Saya melanjutkan dengan percaya diri. “Itu artinya aku sudah pernah ke empat festival sekolah. Tapi saya tidak pernah punya teman selama waktu itu, jadi setiap tahun adalah pengalaman yang sama bagi saya. Dan itu berarti—aku tidak begitu ingat apa yang terjadi kapan.”
“Mengapa kamu terdengar hampir bangga akan hal itu?” Mimimi dengan riang menggoda. Kurasa kali ini, kepercayaan diriku hanya membuat cerita sedihku terdengar lebih sedih.
“Yah, sepertinya pria paruh baya tidak bisa menjaga semua selebriti baru tetap lurus. Bagi seorang penyendiri, semua acara besar, menyenangkan, dan ramai itu terlihat sama, jadi semua kenangan berjalan bersama.”
Ketika saya selesai menjelaskan logika suram saya, Mimimi menatapku dengan kasihan. “…Yah, tidak tahun ini.”
“Hah?”
Dia menunjuk dengan riang ke matahari yang masuk melalui jendela. “Tahun ini, mari kita lakukan semua yang kita bisa untuk membuatnya menjadi luar biasa!”

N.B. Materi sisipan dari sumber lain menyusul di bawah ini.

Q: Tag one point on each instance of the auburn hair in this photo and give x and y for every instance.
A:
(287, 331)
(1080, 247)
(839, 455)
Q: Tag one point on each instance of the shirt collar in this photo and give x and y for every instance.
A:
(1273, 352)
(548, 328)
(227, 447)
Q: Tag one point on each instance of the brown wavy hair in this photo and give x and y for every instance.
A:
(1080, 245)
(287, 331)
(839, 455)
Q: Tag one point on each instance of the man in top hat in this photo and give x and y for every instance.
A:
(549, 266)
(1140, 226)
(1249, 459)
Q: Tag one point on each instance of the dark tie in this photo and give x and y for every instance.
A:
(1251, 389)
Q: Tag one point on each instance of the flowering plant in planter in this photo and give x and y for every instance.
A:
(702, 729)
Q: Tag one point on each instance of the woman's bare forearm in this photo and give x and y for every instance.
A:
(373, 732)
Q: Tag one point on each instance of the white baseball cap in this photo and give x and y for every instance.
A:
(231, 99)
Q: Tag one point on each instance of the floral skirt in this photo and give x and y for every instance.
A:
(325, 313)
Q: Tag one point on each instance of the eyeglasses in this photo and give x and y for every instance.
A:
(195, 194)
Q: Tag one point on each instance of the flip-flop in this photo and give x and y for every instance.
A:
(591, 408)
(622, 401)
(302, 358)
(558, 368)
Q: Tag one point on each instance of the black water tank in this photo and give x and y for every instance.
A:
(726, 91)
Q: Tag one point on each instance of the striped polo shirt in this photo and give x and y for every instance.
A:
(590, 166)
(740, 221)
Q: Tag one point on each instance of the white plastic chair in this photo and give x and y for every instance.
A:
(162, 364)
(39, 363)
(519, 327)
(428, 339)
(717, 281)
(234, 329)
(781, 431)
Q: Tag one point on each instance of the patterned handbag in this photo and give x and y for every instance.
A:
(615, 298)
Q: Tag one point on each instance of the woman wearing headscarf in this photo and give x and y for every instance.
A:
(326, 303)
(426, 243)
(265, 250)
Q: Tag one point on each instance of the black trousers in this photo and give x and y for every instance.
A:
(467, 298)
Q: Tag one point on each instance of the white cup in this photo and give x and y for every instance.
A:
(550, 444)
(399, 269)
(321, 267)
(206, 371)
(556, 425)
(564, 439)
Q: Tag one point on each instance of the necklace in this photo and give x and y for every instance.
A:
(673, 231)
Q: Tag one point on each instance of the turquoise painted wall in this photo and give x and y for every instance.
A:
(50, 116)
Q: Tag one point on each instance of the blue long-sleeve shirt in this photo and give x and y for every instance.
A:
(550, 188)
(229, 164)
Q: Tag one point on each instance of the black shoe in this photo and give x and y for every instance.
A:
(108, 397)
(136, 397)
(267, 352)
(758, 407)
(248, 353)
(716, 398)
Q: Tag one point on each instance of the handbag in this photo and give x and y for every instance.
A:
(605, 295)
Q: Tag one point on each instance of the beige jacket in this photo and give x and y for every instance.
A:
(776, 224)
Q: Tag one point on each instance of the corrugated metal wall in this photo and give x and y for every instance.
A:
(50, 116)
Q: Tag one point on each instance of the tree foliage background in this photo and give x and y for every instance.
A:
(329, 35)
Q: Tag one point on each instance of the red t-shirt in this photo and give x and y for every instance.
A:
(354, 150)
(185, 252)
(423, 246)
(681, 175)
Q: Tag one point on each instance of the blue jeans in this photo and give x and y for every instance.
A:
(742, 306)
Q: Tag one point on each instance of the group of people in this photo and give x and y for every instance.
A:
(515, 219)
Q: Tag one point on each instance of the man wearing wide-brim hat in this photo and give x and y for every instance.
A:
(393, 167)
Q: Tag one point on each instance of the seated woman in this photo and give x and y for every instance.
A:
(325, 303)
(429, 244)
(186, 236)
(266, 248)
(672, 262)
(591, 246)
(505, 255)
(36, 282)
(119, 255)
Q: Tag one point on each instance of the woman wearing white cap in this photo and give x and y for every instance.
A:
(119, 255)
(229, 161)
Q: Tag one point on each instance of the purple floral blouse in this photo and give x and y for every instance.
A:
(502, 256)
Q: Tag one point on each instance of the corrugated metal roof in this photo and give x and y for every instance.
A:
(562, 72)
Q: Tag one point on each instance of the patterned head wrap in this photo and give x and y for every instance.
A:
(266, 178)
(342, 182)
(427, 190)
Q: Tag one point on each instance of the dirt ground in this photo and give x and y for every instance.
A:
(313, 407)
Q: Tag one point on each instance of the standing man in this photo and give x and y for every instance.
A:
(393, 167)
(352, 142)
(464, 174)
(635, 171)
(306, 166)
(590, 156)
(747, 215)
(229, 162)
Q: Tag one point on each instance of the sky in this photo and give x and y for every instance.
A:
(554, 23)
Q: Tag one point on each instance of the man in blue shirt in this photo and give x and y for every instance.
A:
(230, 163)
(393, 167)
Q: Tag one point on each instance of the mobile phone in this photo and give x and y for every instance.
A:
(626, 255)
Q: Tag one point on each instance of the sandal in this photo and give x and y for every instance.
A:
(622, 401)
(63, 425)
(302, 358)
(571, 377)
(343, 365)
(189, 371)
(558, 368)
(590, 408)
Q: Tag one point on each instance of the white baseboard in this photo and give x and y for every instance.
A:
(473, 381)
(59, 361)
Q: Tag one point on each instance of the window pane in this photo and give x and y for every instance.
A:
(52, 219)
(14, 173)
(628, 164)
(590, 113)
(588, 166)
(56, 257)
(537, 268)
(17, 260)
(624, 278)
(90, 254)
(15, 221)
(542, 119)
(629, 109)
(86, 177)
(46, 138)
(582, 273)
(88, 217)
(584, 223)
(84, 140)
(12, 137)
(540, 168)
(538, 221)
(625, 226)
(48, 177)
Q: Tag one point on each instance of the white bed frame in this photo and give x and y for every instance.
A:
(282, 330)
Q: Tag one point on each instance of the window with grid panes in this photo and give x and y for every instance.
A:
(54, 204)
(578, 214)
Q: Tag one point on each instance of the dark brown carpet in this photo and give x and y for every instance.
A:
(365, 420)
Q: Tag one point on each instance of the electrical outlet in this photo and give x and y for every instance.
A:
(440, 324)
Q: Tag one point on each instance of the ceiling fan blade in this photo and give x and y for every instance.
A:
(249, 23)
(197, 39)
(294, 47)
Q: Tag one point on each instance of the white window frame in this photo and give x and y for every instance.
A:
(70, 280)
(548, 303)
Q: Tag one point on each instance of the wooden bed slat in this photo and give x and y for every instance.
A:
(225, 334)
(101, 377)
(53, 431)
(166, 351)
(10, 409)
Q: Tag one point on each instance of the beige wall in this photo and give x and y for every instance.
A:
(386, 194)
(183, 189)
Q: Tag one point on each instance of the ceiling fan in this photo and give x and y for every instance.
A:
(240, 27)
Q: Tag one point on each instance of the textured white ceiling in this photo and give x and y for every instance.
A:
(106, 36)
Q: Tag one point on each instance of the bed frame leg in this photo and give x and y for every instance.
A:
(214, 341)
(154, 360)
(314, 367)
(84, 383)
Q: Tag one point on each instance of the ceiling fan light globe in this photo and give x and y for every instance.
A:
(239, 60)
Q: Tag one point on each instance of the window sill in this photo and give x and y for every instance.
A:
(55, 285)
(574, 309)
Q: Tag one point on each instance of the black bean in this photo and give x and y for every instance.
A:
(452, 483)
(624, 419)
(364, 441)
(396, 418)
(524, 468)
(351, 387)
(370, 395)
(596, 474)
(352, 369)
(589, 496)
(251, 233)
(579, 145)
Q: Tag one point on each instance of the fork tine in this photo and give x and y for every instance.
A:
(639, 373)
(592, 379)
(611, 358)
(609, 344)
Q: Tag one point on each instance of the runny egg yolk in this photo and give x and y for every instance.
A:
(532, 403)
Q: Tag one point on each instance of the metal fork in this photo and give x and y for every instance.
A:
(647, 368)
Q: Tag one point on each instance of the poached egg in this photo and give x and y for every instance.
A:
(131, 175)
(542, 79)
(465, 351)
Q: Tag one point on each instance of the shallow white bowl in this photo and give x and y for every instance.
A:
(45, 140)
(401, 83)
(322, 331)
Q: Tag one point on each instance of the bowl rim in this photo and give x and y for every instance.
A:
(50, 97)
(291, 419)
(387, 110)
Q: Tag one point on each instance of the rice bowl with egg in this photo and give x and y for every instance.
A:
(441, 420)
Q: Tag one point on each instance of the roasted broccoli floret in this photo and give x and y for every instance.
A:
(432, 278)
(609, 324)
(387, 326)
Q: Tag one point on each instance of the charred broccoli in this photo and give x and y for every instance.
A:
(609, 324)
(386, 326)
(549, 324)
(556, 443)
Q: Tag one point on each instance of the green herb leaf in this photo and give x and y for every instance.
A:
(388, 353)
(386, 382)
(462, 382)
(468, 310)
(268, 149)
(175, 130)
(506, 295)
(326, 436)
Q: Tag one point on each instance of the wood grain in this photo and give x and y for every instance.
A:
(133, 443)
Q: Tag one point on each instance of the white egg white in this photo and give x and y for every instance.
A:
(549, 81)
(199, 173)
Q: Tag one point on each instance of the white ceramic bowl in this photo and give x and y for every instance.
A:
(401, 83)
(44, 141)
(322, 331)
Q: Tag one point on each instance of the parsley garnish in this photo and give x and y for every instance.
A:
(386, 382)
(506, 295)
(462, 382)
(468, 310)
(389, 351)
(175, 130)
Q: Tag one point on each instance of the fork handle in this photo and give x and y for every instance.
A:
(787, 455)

Dia terdengar sangat berharap. Saya tahu dia berusaha sangat keras untuk menghibur saya, dan kepositifannya menular setiap hari. Kata menyenangkan dibuat untuknya.
“…Untuk ya!” Saya menjawab, memikirkan minggu-minggu mendatang.
Ya, dia benar.
Jika kita tetap harus melakukannya, sebaiknya kita menikmatinya , pikirku, dan aku bersungguh-sungguh.
Seperti apa festival sekolah ini bagiku?